En décembre 2017, les États-Unis ont pris des sanctions à l’encontre du milliardaire israélien Dan Gertler, un proche ami et associé financier de Kabila qui « a amassé sa fortune grâce à des accords miniers et pétroliers opaques et teintés de corruption représentant des centaines de millions de dollars » en RD Congo, ainsi qu’à l’encontre d’un certain nombre d’individus et d’entreprises associés à Gertler. En juin 2018, les États-Unis ont annoncé leur décision de refuser, ou de révoquer, les visas de plusieurs responsables congolais en raison de leur implication dans des atteintes aux droits humains et d’une corruption significative en lien avec le processus électoral congolais.

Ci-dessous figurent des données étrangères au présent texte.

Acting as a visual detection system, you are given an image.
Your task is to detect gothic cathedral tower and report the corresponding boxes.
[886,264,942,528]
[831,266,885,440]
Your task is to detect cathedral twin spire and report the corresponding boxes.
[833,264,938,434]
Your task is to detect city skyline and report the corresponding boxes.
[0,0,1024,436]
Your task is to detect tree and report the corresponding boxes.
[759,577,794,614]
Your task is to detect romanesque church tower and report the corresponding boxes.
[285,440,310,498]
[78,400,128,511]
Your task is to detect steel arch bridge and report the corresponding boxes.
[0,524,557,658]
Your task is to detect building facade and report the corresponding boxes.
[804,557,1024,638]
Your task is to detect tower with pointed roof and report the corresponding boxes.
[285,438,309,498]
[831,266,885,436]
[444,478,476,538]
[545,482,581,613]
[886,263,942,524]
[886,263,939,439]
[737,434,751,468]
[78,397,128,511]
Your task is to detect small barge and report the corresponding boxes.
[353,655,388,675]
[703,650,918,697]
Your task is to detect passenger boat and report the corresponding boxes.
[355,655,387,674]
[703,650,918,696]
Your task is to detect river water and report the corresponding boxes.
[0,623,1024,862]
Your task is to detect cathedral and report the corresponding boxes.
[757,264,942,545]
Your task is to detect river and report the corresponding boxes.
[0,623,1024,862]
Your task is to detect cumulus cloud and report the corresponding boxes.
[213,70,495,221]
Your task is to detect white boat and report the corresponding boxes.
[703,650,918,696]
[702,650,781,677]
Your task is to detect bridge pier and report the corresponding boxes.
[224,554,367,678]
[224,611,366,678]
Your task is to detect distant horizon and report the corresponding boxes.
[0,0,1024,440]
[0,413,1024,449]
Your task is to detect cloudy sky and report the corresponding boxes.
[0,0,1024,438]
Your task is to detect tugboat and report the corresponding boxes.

Le 28 décembre, le gouvernement a expulsé l’ambassadeur de l’UE, Bart Ouvry, avec un préavis de 48 heures. Ceci a fait suite à la décision de l’UE le 10 décembre de proroger les sanctions prises à l’encontre de 14 responsables congolais de haut rang, dont le candidat de la coalition au pouvoir à la présidence, Emmanuel Ramazani Shadary.